Gökce, sosyal medya hesabı üzerinden yaptığı paylaşımda, tutukluluk incelemesinin SEGBİS üzerinden 2-3 dakika gibi kısa bir sürede yapılmasını eleştirdi. Bu durumun usulen bir işlem olduğunu ve avukatların dahi bulunmadığını ifade etti. Gökce, bu tür incelemelerin yüzeysel yapılması nedeniyle adaletin tam olarak sağlanmadığını vurguladı.
Cezaevine girdiği ilk günlerde tuttuğu notlara atıfta bulunan Gökce, şu ifadeleri kullandı: "Tutuklama talep edecek ya da karar verecek 'Hakim ve Savcıların' eğitiminin bir parçası olarak 10-15 gün 'tutuklu' kalmaları gerektiğini düşünüyorum. Cezaevini bir nebze olsun deneyimlemeleri, öyle herkese kolayca 'tutuklanmasına' diyemeyecekleri bir vicdan verebilecektir."
Tutukluluğun İstisnai Bir Tedbir Olması Gerekliliği
Buğra Gökce, tutukluluğun istisnai bir adli tedbir olması gerektiğini ve özgürlüğün kısıtlanması kararının zorunlu olmadıkça verilmemesi gerektiğini savundu. Özellikle siyasi ve toplumsal olaylarda tutuklama kararlarının daha dikkatli verilmesi gerektiğini belirtti. Gökce, gençlerin tutuklanmasına hükmeden zihniyetin, ana-baba olmanın ve özgürlükten yoksun kalmanın ne demek olduğunu anlaması gerektiğini vurguladı.
Gökce'nin bu açıklamaları, yargı sisteminin işleyişi ve tutuklama kararlarının verilme süreçleri hakkında kamuoyunda geniş bir tartışma başlattı. Birçok hukukçu ve sivil toplum kuruluşu, Gökce'nin eleştirilerine katılarak, yargı reformunun gerekliliğini vurguladı.
Adalet Sisteminde Reform Çağrısı
Buğra Gökce'nin cezaevinden yaptığı bu çağrı, Türkiye'deki adalet sisteminin daha adil ve vicdanlı bir şekilde işlemesi için önemli bir farkındalık yaratmıştır. Hakim ve savcıların cezaevi koşullarını deneyimlemesi, tutuklama kararlarının daha dikkatli verilmesine ve özgürlüklerin korunmasına katkı sağlayabilir. Bu durum, adalet sistemine olan güvenin artmasına ve toplumda daha adil bir düzenin sağlanmasına yardımcı olabilir.

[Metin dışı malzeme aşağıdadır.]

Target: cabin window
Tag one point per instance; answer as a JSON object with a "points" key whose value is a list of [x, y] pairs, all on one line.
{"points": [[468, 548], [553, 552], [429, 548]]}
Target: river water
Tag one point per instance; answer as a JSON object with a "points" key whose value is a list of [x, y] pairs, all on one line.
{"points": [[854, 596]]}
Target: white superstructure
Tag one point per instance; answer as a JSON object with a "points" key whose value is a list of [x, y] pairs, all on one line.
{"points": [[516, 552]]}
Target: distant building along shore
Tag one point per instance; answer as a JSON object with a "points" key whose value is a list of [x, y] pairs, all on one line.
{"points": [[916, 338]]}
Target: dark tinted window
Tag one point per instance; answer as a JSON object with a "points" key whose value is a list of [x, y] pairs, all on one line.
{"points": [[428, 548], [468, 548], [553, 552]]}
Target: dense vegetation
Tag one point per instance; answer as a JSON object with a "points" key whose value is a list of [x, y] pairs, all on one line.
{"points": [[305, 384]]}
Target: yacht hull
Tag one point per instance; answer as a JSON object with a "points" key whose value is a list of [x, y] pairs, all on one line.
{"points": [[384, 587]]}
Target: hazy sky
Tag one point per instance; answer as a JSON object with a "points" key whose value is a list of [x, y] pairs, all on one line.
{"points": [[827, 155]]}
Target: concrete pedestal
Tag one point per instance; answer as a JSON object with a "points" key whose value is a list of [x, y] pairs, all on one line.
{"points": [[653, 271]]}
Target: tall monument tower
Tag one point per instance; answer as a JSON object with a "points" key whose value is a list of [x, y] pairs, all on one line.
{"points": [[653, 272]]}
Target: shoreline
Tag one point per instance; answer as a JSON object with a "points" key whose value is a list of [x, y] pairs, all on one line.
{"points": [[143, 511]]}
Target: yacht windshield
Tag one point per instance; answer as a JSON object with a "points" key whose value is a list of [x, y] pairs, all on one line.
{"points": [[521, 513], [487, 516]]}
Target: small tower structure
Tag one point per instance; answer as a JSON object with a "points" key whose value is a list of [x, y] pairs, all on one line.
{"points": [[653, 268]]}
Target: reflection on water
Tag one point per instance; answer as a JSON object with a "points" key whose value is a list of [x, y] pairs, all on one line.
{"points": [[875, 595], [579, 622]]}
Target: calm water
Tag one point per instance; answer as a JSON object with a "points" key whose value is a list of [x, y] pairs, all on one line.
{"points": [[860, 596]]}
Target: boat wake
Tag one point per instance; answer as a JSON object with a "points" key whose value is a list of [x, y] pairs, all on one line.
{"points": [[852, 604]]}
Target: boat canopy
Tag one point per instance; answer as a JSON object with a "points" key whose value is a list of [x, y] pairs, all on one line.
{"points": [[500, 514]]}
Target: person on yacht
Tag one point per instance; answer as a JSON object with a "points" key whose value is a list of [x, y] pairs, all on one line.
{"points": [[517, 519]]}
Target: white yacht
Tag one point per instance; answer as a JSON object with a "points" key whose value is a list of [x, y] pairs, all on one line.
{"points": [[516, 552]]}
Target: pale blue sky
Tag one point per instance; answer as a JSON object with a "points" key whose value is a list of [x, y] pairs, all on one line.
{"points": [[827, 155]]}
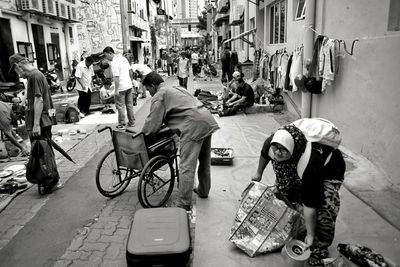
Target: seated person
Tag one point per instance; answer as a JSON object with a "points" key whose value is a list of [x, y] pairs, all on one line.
{"points": [[243, 98], [107, 94], [231, 87], [6, 117]]}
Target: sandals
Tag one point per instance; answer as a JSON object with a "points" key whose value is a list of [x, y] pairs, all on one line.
{"points": [[10, 187]]}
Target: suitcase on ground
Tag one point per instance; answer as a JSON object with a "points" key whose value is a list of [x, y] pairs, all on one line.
{"points": [[159, 237]]}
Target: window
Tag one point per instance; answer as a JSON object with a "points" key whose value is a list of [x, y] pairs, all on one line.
{"points": [[300, 10], [50, 6], [278, 22], [394, 16], [71, 35], [52, 52], [26, 50]]}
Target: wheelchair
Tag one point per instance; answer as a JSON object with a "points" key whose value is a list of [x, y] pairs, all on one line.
{"points": [[154, 162]]}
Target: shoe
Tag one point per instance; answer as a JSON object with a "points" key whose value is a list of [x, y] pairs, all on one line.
{"points": [[19, 138], [197, 193], [178, 205], [222, 113]]}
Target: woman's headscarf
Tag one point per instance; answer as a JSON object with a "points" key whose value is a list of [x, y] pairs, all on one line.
{"points": [[287, 180]]}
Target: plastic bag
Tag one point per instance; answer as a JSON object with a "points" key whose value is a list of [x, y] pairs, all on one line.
{"points": [[263, 223]]}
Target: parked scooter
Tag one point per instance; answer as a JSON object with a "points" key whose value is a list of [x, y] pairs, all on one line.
{"points": [[72, 80], [53, 80]]}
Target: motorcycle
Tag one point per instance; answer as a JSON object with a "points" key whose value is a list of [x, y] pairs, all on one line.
{"points": [[53, 80], [72, 80]]}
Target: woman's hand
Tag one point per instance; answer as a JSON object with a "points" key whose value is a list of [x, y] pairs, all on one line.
{"points": [[256, 177]]}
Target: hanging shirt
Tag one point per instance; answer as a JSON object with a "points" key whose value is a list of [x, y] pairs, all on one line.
{"points": [[181, 112], [297, 67], [327, 62]]}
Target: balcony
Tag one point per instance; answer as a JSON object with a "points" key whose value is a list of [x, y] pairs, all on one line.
{"points": [[64, 10], [223, 6], [31, 6]]}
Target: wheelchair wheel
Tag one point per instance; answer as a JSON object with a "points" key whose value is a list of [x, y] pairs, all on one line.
{"points": [[111, 181], [156, 182]]}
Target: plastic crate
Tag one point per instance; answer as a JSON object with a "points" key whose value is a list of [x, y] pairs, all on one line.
{"points": [[225, 159]]}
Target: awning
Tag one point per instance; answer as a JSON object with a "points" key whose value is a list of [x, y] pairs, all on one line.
{"points": [[219, 18], [243, 34], [237, 15], [136, 39]]}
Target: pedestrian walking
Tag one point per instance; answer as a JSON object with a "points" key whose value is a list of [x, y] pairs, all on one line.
{"points": [[39, 104], [195, 63], [183, 69], [123, 94], [183, 113], [170, 62], [84, 75]]}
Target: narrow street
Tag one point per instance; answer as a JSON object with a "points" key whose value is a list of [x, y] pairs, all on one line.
{"points": [[77, 226]]}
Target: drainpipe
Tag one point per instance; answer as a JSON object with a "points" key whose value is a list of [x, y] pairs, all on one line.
{"points": [[306, 98], [247, 28]]}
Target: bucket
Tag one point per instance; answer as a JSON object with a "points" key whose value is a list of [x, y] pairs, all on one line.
{"points": [[295, 254]]}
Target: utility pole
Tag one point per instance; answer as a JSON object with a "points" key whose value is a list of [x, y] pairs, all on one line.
{"points": [[124, 27]]}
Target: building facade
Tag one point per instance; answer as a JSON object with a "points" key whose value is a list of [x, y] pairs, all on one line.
{"points": [[43, 31], [184, 23], [363, 99]]}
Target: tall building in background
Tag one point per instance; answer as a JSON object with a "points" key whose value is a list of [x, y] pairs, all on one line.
{"points": [[185, 23], [187, 9]]}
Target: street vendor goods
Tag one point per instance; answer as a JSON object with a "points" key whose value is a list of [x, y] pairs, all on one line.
{"points": [[221, 156], [159, 237], [361, 255], [263, 223]]}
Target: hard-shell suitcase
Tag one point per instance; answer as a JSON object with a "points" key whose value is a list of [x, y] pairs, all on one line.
{"points": [[159, 237]]}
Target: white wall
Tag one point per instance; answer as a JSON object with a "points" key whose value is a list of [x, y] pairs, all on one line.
{"points": [[364, 98]]}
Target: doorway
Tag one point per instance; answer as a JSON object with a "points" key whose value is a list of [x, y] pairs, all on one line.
{"points": [[7, 49], [55, 39], [40, 48]]}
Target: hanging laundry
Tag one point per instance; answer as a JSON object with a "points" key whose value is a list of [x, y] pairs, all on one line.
{"points": [[288, 85], [282, 70], [256, 66], [297, 67], [314, 65], [327, 62]]}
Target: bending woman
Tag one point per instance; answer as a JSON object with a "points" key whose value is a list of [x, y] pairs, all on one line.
{"points": [[317, 191]]}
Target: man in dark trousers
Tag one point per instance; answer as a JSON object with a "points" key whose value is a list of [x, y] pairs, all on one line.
{"points": [[243, 98], [39, 104], [184, 114]]}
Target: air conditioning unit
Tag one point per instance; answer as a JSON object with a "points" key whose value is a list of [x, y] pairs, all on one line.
{"points": [[49, 7], [61, 9], [31, 5], [72, 13]]}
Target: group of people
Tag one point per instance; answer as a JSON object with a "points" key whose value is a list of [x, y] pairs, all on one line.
{"points": [[121, 85], [315, 193]]}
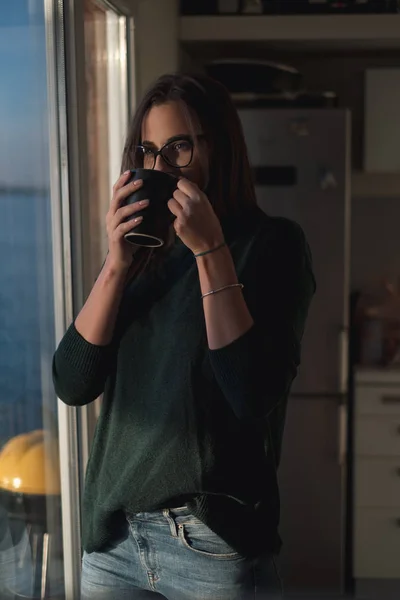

Sonuç olarak, Buğra Gökce'nin cezaevi güncesi, Türkiye'deki yargı sistemine yönelik önemli bir eleştiri sunmaktadır. Bu eleştirinin dikkate alınması ve adalet sisteminde gerekli reformların yapılması, toplumun huzur ve güvenliği için büyük önem taşımaktadır. Unutulmamalıdır ki, adalet sadece kanunlarla değil, aynı zamanda vicdanla da sağlanır.